Cave to Canvas: “The Plump Man”

Camille Denmark, Reporter

Hello, welcome to Cave to Canvas! This blog with go follows the process I go through to start an art piece, such as planning, drafting, reference selection; along with techniques such as color theory and planar analysis.

Step one: Motivation & Inspiration
  Waking up and deciding to create is the first step to creating any piece. Personally, I have a huge white wall that I pin my drawings into and noticed that my art seemed to be suffering from “same-face syndrome.” And lacked some diversity in terms of face shape. Drawing me to seek out references that were contrasting from my home gallery. In terms of your own personal inspiration, it can leak out of anywhere, usually, I will usually go to places to observe people but due to covid-19 guidelines that method is not sustainable. So, during this time you should turn to the internet, it’s full of different many different people from around the world, movie scenes, music, and is the citadel for inspiration in these trying times.

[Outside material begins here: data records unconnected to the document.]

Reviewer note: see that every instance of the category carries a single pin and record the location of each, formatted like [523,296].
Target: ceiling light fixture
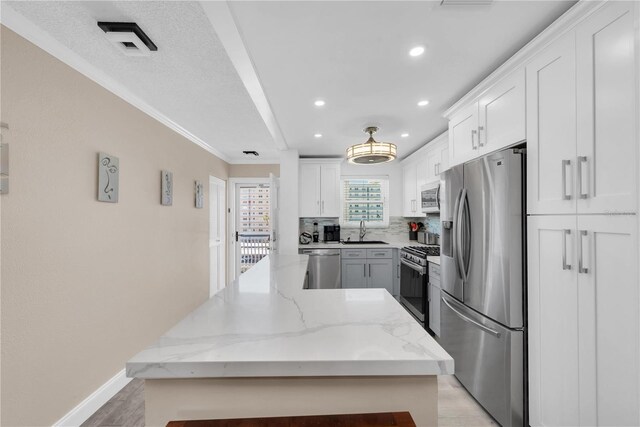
[371,152]
[128,37]
[416,51]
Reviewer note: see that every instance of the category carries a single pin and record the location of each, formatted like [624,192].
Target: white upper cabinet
[319,188]
[582,116]
[501,114]
[551,130]
[411,191]
[423,167]
[494,120]
[463,135]
[309,190]
[607,150]
[330,190]
[437,156]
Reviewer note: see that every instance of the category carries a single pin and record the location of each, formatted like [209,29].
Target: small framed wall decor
[199,188]
[166,188]
[108,178]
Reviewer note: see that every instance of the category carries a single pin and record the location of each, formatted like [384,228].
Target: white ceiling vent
[466,2]
[128,37]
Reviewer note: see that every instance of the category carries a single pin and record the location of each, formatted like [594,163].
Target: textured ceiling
[354,55]
[190,79]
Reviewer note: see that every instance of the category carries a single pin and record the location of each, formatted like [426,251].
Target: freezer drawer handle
[565,163]
[470,320]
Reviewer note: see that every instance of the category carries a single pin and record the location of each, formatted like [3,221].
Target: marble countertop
[398,244]
[264,325]
[394,244]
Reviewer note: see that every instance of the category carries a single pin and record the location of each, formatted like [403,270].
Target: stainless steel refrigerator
[482,256]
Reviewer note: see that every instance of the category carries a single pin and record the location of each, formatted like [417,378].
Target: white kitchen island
[264,346]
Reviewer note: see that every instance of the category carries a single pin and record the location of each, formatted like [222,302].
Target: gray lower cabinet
[372,269]
[381,274]
[434,298]
[354,273]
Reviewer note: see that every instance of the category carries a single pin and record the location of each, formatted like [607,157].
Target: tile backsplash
[398,228]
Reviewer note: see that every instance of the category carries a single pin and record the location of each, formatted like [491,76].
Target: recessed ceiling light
[416,51]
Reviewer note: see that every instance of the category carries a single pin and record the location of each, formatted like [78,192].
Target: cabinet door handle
[474,132]
[565,234]
[581,267]
[581,160]
[565,163]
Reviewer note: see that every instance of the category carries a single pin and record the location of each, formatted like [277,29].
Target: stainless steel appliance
[324,268]
[430,197]
[331,233]
[483,310]
[427,238]
[414,280]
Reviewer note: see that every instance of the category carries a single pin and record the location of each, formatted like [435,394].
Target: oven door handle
[420,269]
[470,320]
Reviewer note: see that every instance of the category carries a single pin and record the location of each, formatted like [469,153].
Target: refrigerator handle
[566,233]
[470,320]
[454,237]
[459,244]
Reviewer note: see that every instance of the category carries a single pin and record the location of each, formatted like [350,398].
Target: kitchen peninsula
[264,346]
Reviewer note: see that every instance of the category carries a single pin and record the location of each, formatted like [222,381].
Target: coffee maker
[331,233]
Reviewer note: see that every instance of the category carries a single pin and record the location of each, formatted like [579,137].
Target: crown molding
[559,27]
[27,29]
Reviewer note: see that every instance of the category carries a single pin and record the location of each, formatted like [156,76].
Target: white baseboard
[91,404]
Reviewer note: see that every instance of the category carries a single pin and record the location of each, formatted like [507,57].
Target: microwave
[430,197]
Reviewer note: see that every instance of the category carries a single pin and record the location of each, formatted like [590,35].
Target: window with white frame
[365,199]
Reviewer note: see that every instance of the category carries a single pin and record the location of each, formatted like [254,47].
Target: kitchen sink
[364,242]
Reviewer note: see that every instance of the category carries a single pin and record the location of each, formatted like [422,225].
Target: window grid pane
[363,200]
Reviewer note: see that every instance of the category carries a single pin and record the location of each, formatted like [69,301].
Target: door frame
[222,251]
[231,223]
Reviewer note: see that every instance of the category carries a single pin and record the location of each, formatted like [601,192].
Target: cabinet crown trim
[559,27]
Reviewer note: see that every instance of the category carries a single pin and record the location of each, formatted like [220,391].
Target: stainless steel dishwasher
[324,268]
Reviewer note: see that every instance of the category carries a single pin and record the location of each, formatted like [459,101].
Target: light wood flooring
[455,407]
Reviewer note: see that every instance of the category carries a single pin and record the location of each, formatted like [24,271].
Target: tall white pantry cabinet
[582,200]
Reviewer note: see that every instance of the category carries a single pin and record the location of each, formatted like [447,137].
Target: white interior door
[217,233]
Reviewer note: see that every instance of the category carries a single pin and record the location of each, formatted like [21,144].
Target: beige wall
[86,285]
[253,171]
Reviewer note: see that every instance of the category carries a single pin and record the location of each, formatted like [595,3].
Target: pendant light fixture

Step two: Reference & Medium Selection
Pinterest is my personal favorite for references as they compile photos from many different websites into one manageable site. I already have an entire folder dedicated to many. Other than finding a reference it’s important to know what makes a good reference, which I have narrowed down to a simple checklist.
-It’s not over or underexposed
-It has a good balance between bounce light and direct light
-It’s not blurry
-No filters or lens distortion (depending on the realism of the piece)
– “I am excited to draw this”
As for medium selection, I was worn out and wanted something with little clean-up, so I just chose to do it in graphite.

Step 3: Planning
Composition skills are very important because it makes the piece easy to follow with the eyes. If you learn the guidelines of art, you can break them according to what you’re creating. Such as caricatures that distort human anatomy in order to create a cartoonish style. Things such as the rule of thirds and the rule of odds also help keep the subject matter in alignment and easy to follow. Since this piece is a simple graphite drawing with no background there aren’t as many rules to follow as opposed to if a was painting a whole background. I did draw over a printed version of the reference to chart out the planes of the face which will help give the final product more depth and make it look 3d.